The winners and losers of the Currency Crisis from the war
Tharindu Ameresekere
11 minutes ago
2 min read
Picture Credit: by BBC
Look at a map of the world's worst-performing currencies right now and a brutal pattern emerges. It is not random. It is not coincidence. It is geography and energy policy, and it is punishing millions of people who have nothing to do with the war in Iran.
Since the US-Israeli conflict with Iran closed the Strait of Hormuz, the currencies taking the heaviest hits are almost all energy importers. The Egyptian pound, the Philippine peso, the South Korean won, the Thai baht, all in freefall. On the other side of the ledger, the Brazilian real, the Nigerian naira, and the Kazakhstani tenge are rising. The difference between the winners and the losers is simple: oil.
The pain runs deeper than exchange rates. In Turkey, which imports more than 70% of its energy, foreign exchange reserves posted their biggest monthly decline on record in March. Indonesia's rupiah has weakened past the depths of the 1998 Asian financial crisis. India's state-run oil retailers are losing the equivalent of $104 million every single day, selling fuel below cost to shield consumers from prices they simply cannot absorb.
What makes this crisis uniquely dangerous is the dollar. In the 1970s oil shocks, America was an importer too, so a weaker dollar softened the blow for everyone buying crude in greenbacks. This time, with the US now the world's supplier of last resort, the dollar is strengthening. Emerging economies are not just paying more for oil. They are paying more for the dollars needed to buy it.

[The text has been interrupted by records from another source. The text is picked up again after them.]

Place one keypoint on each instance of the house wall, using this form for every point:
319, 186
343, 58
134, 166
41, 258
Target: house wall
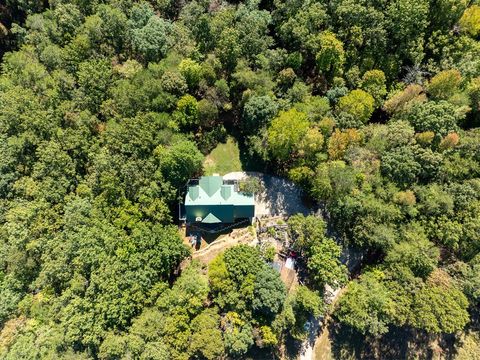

Indian Prime Minister Narendra Modi last weekend urged citizens to use "petrol, diesel and gas with great care", a remarkable admission of vulnerability from the world's third-largest oil importer.
There is an exit, but governments have been too slow to take it. In Indonesia and Thailand, over 30% of cars sold in February were fully electric. India's EV sales jumped 41% in April year-on-year. The demand for an alternative is undeniable. The question is whether governments will move fast enough to make this the last time an energy crisis becomes a currency crisis.